Earlier, Anwar’s lawyers had expressed some doubts that the Opposition Leader would apply for a Pardon and stressed that he continues to maintain that he was innocent of the charges.
A Petition for Pardon would delay Anwar’s disqualification as Permatang Pauh MP.
Anwar’s eldest daughter Nurul Izzah Anwar was reported in Malay Mail Online as confirming that the family was seeking the Pardon from the Agong, on Anwar’s behalf, and there’s a precedent for this.
She cited the case of DAP’s father-and-son team Lim Kit Siang and Lim Guan Eng who had submitted a similar Petition when they were in prison.
She was apparently speaking from Parliament where she was submitting the letter on the Petition on the Pardon to Dewan Rakyat Speaker Pandikar Amin Mulia.
In the absence of a Petition, Anwar can be barred from being a federal lawmaker 14 days from February 10, based on Article 48 Clause 4 (a) of the Federal Constitution.
Nurul Nuha confirmed, in a statement, that the Petition for the Pardon had been submitted to Istana Negara for the Agong’s attention.
“An appeal for a royal pardon has been submitted.

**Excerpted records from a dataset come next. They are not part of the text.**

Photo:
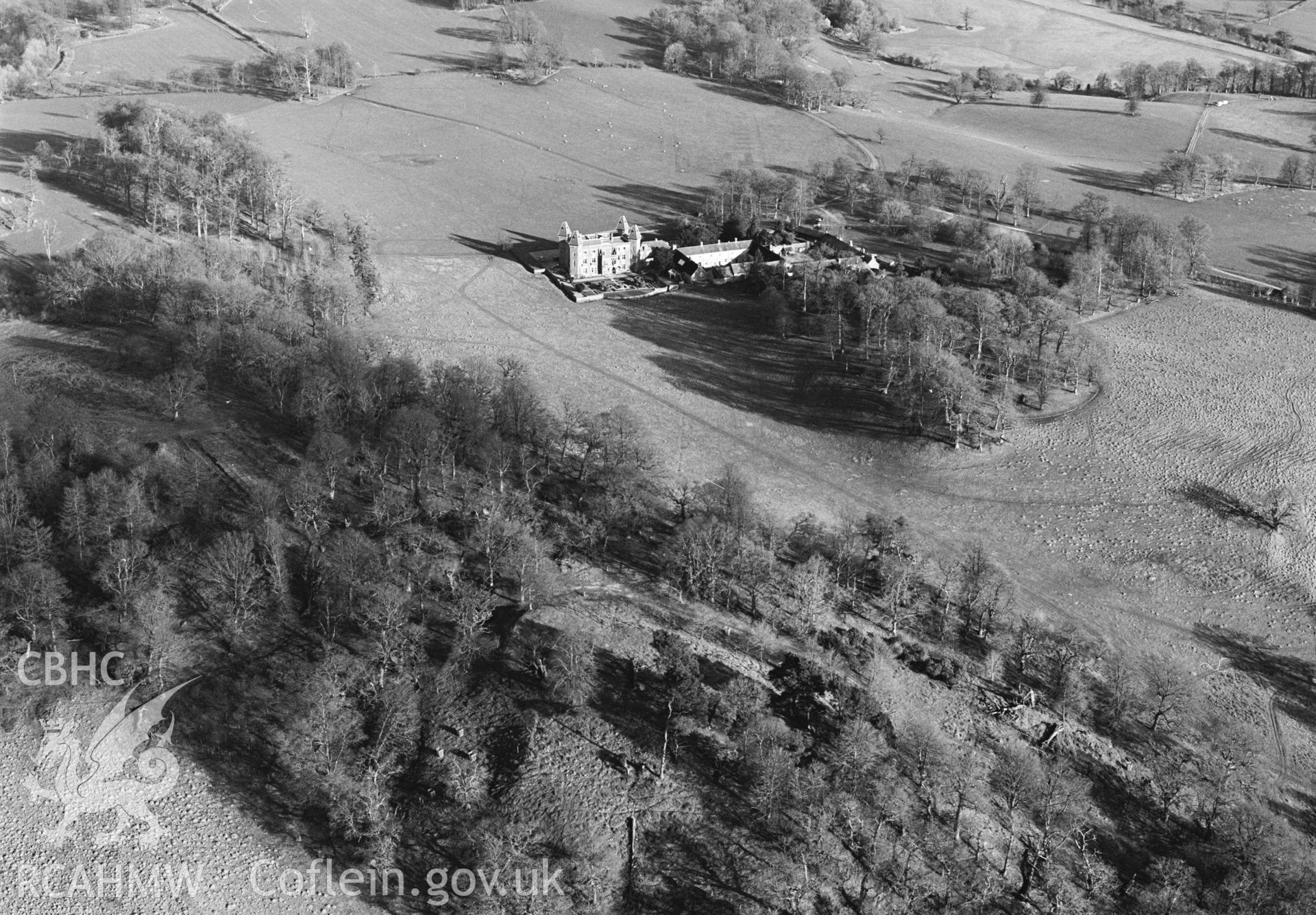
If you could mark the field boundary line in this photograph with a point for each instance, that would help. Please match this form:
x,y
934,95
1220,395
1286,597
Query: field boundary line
x,y
232,27
1199,127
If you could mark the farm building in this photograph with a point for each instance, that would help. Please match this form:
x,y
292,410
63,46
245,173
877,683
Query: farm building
x,y
705,257
602,253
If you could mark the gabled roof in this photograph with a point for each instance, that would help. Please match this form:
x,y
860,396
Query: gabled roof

The courts may have pronounced a guilty verdict but our father, and we as a family continue to state that he is innocent,” she said in the statement. “By virtue of Article 42 of the Federal Constitution, we hope that the Royal institution would in the name of justice based on the entire facts grant an appeal.”

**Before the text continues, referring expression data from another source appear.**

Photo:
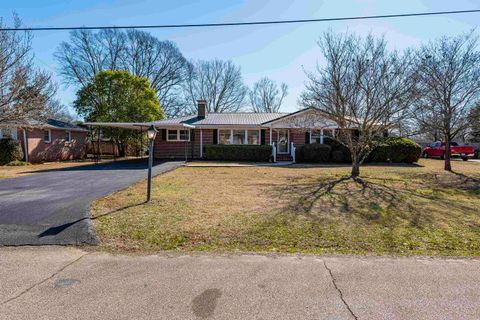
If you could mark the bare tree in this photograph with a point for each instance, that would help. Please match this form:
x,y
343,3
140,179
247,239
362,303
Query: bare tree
x,y
219,83
138,52
24,91
364,89
265,95
449,80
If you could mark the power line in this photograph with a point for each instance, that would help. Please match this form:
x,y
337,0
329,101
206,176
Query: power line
x,y
248,23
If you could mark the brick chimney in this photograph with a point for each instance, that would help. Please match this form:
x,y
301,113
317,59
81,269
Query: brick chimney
x,y
202,109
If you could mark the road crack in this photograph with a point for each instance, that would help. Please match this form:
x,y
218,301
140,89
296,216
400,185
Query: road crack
x,y
44,280
340,293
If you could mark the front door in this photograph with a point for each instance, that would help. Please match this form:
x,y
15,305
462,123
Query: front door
x,y
283,141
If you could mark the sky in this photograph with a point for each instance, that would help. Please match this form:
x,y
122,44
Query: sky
x,y
280,52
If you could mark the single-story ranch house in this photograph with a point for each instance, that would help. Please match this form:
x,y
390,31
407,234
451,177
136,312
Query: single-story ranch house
x,y
187,136
52,140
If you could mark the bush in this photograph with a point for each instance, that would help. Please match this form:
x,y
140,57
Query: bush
x,y
10,150
397,150
260,153
313,153
337,156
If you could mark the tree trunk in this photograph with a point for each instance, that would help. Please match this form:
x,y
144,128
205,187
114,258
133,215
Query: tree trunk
x,y
448,164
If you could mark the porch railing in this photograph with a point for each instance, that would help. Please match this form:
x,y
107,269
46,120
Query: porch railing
x,y
292,151
274,152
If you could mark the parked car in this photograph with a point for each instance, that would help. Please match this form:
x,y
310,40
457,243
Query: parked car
x,y
437,149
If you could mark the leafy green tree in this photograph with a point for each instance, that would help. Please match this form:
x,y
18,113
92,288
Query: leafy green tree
x,y
118,96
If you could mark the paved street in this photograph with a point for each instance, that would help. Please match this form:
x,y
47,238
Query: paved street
x,y
68,283
53,207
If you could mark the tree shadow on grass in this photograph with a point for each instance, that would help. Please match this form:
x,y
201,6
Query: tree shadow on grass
x,y
53,231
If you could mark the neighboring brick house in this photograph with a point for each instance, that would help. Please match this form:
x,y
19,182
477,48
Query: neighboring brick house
x,y
53,140
185,137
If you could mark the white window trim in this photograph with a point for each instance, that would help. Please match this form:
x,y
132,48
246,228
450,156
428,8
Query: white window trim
x,y
49,136
178,135
245,136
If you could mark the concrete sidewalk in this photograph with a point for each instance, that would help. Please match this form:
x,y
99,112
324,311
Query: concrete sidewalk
x,y
68,283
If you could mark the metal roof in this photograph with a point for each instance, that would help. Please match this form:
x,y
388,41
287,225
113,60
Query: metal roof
x,y
49,124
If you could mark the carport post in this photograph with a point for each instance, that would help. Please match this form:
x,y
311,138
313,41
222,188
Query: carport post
x,y
152,132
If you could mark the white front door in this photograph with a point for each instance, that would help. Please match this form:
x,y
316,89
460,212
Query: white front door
x,y
283,141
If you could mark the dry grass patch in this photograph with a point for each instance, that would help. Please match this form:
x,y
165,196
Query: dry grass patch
x,y
7,172
392,210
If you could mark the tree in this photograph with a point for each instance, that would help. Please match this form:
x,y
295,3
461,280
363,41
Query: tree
x,y
266,97
25,92
219,83
363,88
474,119
449,82
118,96
140,53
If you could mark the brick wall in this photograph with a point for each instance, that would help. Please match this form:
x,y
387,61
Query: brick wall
x,y
58,149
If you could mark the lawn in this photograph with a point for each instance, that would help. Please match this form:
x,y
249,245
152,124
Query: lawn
x,y
399,210
7,172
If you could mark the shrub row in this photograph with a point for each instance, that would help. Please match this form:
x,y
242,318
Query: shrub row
x,y
260,153
10,150
397,150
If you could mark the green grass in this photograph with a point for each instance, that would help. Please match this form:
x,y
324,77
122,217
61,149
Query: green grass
x,y
398,210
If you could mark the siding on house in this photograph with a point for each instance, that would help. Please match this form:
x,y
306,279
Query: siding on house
x,y
58,149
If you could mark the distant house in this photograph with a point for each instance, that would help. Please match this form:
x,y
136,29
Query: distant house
x,y
52,140
186,137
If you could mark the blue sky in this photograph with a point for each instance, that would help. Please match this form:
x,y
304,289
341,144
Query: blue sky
x,y
280,52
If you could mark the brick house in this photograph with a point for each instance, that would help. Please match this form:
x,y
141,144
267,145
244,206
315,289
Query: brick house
x,y
185,137
52,140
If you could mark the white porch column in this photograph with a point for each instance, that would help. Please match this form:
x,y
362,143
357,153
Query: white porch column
x,y
25,144
201,143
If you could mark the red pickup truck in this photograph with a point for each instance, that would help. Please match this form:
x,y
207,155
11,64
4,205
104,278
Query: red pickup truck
x,y
437,149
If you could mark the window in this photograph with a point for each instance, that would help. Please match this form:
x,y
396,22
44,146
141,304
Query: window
x,y
224,136
235,136
178,135
47,136
238,137
253,137
172,135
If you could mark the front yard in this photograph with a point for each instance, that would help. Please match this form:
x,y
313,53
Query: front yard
x,y
7,172
398,210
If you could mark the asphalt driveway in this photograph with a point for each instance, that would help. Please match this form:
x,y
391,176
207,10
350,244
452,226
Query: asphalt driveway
x,y
52,207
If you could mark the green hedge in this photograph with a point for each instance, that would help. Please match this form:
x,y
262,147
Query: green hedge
x,y
313,153
261,153
396,150
10,150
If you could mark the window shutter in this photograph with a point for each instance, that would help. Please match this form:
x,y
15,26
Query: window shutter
x,y
307,137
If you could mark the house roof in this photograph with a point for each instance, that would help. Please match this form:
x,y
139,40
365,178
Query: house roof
x,y
219,119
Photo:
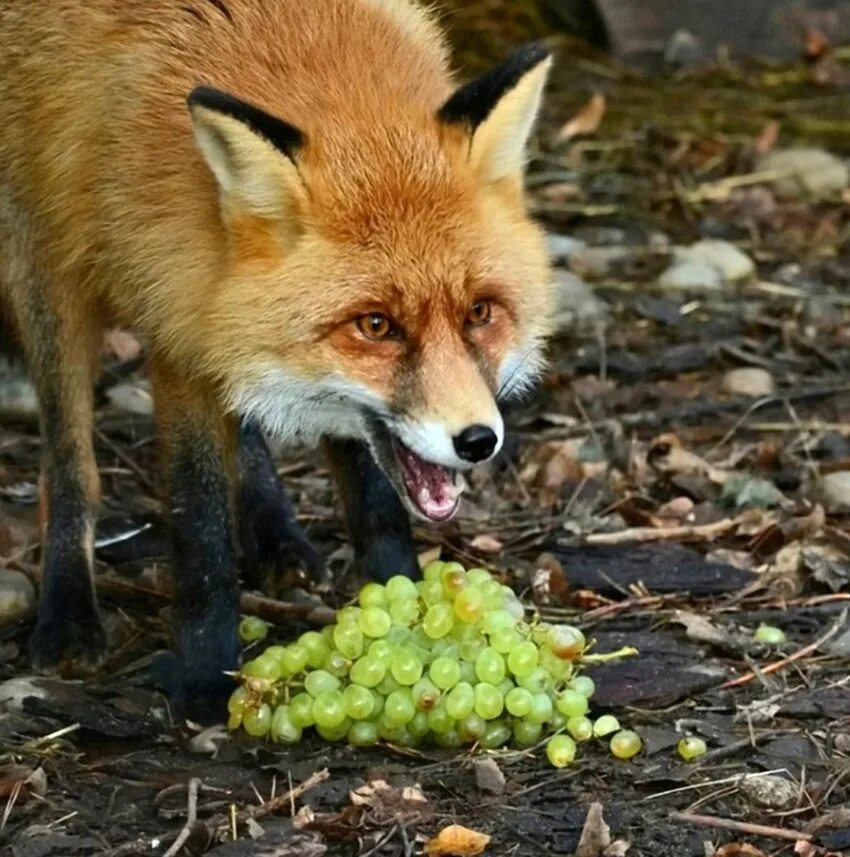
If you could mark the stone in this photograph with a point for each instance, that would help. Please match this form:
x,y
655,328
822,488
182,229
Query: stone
x,y
17,597
805,173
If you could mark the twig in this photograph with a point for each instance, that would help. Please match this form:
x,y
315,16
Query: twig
x,y
796,656
191,818
741,826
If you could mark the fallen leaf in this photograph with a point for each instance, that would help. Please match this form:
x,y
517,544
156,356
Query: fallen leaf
x,y
457,841
587,120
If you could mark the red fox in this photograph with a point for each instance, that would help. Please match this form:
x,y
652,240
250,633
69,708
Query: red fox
x,y
318,236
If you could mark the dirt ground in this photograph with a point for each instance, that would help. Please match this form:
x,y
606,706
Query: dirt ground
x,y
650,491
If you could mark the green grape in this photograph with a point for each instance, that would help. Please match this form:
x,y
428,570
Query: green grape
x,y
519,702
489,703
373,595
283,730
438,621
584,685
294,658
358,702
469,605
399,708
320,681
317,648
496,620
460,701
505,640
301,710
444,672
522,659
527,734
625,744
335,733
401,588
368,671
349,640
252,628
561,750
572,703
490,666
425,694
431,573
329,709
497,734
541,708
580,728
406,668
691,748
257,721
605,725
362,733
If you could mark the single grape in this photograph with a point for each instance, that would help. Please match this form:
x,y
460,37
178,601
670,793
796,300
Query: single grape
x,y
252,628
363,733
368,671
444,672
283,730
581,728
373,595
489,703
605,725
571,703
358,702
257,721
691,748
626,744
320,681
405,666
561,750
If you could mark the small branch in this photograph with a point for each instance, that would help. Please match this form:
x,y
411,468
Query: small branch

The family, she stressed, she said would continue to pursue and exhaust all available legal means to free Anwar.
PKR veteran Sivarasa Rasiah, one of Anwar’s lawyers, said on Monday the legal team will apply for a review of the decision under Rule 137 of the Federal Court Rules as a judicial review was not possible for a criminal conviction.
The Federal Court, on February 10, saw no reason to interfere with an earlier Court of Appeal decision to convict Anwar on a sodomy charge and sentence him to five years in jail.

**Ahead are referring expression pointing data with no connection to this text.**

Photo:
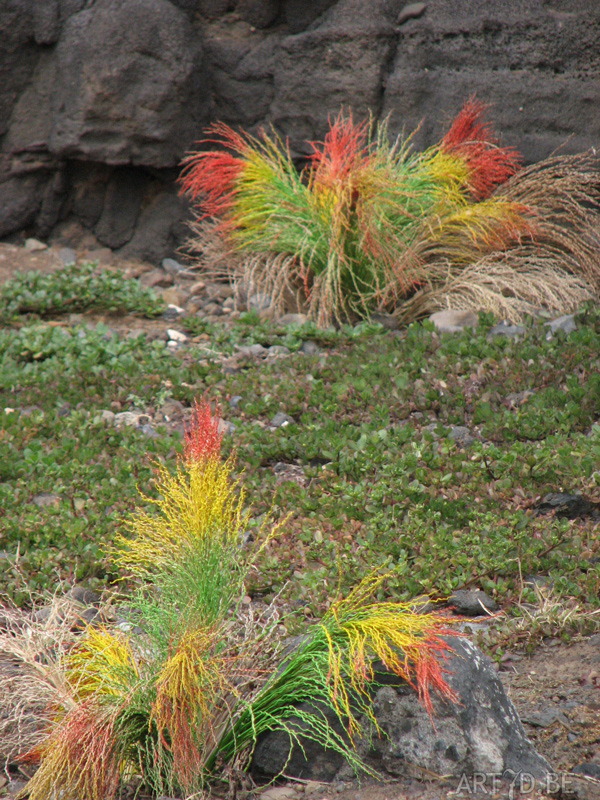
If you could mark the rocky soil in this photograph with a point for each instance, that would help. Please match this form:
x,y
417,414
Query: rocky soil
x,y
556,690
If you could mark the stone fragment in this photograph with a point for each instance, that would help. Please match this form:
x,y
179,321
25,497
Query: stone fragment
x,y
86,596
566,324
34,245
253,351
177,336
461,435
454,321
472,602
171,266
279,793
293,319
388,321
67,255
281,420
46,499
411,11
482,732
131,419
310,348
259,302
507,329
172,312
155,278
278,350
101,255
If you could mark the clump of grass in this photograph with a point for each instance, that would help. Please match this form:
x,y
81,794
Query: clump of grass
x,y
76,288
371,226
198,681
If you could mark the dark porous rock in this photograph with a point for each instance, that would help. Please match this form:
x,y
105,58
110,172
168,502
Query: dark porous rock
x,y
589,768
299,14
481,733
161,229
411,11
46,21
569,506
121,208
472,602
131,84
20,201
260,13
311,762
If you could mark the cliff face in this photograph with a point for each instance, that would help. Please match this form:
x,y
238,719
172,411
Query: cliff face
x,y
100,99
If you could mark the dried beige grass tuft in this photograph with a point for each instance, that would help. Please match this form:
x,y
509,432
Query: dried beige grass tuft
x,y
32,683
509,285
557,268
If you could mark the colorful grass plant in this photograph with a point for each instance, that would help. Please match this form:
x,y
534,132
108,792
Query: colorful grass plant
x,y
198,676
370,226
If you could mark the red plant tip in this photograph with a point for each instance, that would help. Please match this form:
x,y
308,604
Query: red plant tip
x,y
473,139
202,440
342,150
213,174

The Bar Council, in an initial reaction, said that Anwar had been convicted of a victimless offence and implied that there was no law on this.
On the role and function of the Yang di-Pertuan Agong and the State Rulers, the Federal Constitution is largely fashioned on the British model but with local adaptations, according to Law Professor Shad Faruqi in an advisory written in 2006 for Australian journalists who raised the case of Anwar.
“The Agong has the power to grant pardons, reprieves and respites. On any constitutional question, he can refer a matter to the Federal Court for the court’s advisory opinion.”
The British Queen’s judicial powers are now very minimal and there is only really one which is used on a regular basis, with others having been delegated to judges and parliament through time:
Royal Pardon – The Royal Pardon was originally used to retract death sentences against those wrongly convicted. It is now used to correct errors in sentencing and was recently used to give a posthumous pardon to WW2 codebreaker, Alan Turing.